Tra svalutazione della Sterlina e protezionismo sono in crisi le esportazioni dei nostri prodotti di punta
LONDRA – Dalla riduzione del 7% delle esportazioni alimentari al taglio del 7,3% degli autoveicoli fino al calo del 13,9% del tessile, l’effetto Brexit si fa sentire sulle esportazioni dei simboli del made in Italy.
In Gran Bretagna complessivamente si registra un brusco contenimento del 3,3% negli acquisti di prodotti italiani secondo un’analisi della Coldiretti su dati Istat relativi al commercio estero dell’Italia a febbraio.
“Comincia a farsi sentire l’effetto della svalutazione della Sterlina ma forse anche un atteggiamento più nazionalista da parte degli inglesi che porta alla sostituzione dei prodotti di importazione” spiega la Coldiretti.
“A preoccupare sono anche le nuove forme di protezionismo favorite dalla moltiplicazione di normative tecniche che di fatto ostacolano la libera circolazione delle merci” denuncia il presidente della Coldiretti Roberto Moncalvo.
Oltre alla Brexit, infatti, “il 90% dei supermercati inglesi ha già adottato un sistema di etichettatura degli alimenti a semaforo nonostante sia in corso una procedura di infrazione della Unione Europea” aggiunge Moncalvo.
“Si tratta di un sistema che boccia ingiustamente quasi l’85% del made in Italy a denominazione di origine (Dop) che la stessa Unione Europea deve invece tutelare e valorizzare” spiega ancora il presidente della Coldiretti.
Ad essere colpiti sono tra gli altri le prime tre specialità italiane Dop più vendute all’estero come il Grana Padano, il Parmigiano Reggiano ed il prosciutto di Parma.
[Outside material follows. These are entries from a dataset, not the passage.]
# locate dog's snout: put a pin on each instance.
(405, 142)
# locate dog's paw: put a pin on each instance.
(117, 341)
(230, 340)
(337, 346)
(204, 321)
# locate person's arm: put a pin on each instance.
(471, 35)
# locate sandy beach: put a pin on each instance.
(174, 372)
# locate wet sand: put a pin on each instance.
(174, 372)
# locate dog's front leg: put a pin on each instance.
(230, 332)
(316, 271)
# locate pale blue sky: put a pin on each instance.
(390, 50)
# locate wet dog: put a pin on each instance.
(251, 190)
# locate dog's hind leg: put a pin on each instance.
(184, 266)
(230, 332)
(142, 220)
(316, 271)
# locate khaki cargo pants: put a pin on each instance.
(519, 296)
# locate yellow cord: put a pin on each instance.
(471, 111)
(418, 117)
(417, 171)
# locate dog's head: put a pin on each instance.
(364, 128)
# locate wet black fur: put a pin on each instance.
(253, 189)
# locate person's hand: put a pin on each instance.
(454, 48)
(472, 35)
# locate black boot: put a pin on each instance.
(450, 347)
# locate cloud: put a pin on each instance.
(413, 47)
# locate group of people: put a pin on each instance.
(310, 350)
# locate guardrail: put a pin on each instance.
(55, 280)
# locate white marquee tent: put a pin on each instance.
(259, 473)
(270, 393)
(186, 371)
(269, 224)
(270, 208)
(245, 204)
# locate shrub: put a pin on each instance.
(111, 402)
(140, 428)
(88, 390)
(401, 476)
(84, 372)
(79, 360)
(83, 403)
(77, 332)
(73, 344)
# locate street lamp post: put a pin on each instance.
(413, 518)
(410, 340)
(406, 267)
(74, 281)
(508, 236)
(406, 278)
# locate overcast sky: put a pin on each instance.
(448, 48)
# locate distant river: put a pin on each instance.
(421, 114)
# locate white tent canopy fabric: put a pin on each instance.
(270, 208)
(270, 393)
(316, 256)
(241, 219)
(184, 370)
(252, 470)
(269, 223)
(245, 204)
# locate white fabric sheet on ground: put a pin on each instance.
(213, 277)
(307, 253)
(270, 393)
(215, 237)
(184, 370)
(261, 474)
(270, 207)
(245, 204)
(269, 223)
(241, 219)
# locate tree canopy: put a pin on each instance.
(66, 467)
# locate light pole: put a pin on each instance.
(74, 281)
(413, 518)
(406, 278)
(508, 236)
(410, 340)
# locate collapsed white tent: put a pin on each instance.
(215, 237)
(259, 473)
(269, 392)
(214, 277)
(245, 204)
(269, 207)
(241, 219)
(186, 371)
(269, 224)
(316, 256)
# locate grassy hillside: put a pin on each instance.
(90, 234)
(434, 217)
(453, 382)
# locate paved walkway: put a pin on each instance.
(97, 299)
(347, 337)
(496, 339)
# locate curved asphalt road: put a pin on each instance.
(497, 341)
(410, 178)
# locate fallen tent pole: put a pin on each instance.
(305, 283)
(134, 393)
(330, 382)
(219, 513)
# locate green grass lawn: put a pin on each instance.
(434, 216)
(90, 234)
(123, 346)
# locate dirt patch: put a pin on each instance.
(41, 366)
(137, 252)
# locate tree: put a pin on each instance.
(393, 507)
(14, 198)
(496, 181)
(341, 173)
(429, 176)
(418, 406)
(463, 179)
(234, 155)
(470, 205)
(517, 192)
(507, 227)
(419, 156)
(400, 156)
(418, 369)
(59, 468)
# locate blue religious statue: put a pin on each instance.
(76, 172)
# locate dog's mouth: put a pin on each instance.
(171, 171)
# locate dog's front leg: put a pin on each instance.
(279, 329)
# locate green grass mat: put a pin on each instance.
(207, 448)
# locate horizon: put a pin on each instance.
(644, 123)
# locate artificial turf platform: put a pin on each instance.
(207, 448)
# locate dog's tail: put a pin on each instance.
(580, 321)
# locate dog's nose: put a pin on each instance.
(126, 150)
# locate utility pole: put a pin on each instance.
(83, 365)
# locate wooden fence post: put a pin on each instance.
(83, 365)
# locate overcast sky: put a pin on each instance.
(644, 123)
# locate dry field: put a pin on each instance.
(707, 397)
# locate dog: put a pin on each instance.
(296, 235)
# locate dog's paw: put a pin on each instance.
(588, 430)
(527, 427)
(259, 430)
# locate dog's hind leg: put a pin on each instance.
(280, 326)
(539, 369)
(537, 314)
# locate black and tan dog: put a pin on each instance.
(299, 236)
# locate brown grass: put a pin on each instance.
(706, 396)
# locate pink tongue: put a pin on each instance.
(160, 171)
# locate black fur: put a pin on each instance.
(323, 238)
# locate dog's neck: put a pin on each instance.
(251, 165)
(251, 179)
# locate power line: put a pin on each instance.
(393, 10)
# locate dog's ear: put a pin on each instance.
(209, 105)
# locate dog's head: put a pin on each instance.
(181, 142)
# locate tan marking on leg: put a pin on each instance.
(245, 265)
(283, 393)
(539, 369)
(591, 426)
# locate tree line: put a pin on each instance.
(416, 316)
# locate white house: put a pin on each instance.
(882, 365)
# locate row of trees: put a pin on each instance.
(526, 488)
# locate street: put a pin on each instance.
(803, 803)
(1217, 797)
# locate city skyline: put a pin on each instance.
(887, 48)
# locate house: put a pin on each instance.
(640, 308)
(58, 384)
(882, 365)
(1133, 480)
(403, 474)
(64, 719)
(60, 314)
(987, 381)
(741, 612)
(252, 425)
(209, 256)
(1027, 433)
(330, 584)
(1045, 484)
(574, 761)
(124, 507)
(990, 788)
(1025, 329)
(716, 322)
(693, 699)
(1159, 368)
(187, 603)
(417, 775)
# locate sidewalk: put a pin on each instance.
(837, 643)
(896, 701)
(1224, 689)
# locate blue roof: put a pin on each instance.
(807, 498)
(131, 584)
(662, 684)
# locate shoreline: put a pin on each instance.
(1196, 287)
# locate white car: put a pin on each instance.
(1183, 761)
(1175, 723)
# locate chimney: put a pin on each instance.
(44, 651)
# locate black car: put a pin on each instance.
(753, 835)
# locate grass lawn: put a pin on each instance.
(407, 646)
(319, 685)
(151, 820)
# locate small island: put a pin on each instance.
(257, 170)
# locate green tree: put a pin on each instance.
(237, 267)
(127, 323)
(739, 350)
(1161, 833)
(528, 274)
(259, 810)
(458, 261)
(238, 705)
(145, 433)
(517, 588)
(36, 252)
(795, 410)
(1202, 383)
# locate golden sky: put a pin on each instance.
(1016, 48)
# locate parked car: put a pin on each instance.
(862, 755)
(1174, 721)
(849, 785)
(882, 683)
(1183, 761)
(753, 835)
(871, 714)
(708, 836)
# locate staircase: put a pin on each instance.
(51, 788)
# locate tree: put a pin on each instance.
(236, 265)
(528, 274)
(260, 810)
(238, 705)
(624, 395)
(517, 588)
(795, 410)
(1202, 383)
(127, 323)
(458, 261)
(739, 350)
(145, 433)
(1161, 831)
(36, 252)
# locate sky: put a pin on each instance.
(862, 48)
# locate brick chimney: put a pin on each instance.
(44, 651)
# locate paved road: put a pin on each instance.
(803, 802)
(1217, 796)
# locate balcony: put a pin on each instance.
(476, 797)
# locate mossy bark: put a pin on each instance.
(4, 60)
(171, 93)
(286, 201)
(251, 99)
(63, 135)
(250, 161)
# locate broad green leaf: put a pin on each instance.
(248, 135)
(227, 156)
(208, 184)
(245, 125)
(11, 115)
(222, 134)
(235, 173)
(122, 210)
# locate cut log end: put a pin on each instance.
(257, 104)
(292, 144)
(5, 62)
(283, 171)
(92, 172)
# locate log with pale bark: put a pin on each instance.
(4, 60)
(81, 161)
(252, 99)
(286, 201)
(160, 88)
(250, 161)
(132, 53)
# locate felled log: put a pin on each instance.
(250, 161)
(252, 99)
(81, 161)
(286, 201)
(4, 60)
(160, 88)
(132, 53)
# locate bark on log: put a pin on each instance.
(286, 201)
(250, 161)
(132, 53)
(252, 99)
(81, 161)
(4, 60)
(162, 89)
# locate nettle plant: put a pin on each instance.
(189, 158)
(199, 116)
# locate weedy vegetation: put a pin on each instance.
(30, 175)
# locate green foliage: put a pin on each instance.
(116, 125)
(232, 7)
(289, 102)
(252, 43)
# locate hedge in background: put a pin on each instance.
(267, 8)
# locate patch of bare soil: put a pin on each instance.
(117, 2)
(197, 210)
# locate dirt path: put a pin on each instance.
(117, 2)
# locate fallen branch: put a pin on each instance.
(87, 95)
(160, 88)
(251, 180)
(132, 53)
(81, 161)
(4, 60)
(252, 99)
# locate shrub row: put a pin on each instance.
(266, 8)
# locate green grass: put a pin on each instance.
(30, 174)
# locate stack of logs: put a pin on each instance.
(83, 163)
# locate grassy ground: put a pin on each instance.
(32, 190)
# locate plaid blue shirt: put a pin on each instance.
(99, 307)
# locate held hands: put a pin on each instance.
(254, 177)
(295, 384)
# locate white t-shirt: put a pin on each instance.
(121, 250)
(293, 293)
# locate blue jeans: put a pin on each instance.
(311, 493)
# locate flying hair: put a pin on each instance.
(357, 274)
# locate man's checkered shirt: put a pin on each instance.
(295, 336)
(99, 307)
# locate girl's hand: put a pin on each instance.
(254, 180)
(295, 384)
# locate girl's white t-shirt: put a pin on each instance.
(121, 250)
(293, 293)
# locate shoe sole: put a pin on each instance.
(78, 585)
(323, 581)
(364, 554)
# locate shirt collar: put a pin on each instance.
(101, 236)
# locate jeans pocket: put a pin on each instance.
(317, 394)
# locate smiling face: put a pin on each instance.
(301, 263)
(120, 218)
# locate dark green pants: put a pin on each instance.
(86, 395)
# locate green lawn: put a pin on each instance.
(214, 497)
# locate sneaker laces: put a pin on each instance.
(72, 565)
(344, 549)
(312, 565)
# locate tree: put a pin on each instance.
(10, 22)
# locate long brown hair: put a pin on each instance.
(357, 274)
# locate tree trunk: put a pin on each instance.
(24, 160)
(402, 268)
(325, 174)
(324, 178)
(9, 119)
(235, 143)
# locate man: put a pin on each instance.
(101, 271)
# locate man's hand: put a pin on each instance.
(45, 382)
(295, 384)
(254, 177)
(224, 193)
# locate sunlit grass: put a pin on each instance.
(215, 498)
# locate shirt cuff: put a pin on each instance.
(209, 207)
Ma si arriva addirittura a colpire anche l’extravergine di oliva, considerato il simbolo della dieta mediterranea che ha garantito all’Italia di classificarsi tra 163 Paesi al vertice del “Bloomberg Global Health Index” per la popolazione maggiormente in salute a livello mondiale.
“L’obiettivo del semaforo era quello di diminuire il consumo di grassi, sali e zuccheri ma – conclude Coldiretti – non basandosi sulle quantità effettivamente consumate ma solo sulla generica presenza di un certo tipo di sostanze, finisce per escludere paradossalmente dalla dieta alimenti come l’olio extravergine d’oliva e per promuovere, al contrario, le bevande gassate senza zucchero, fuorviando i consumatori rispetto al reale valore nutrizionale”.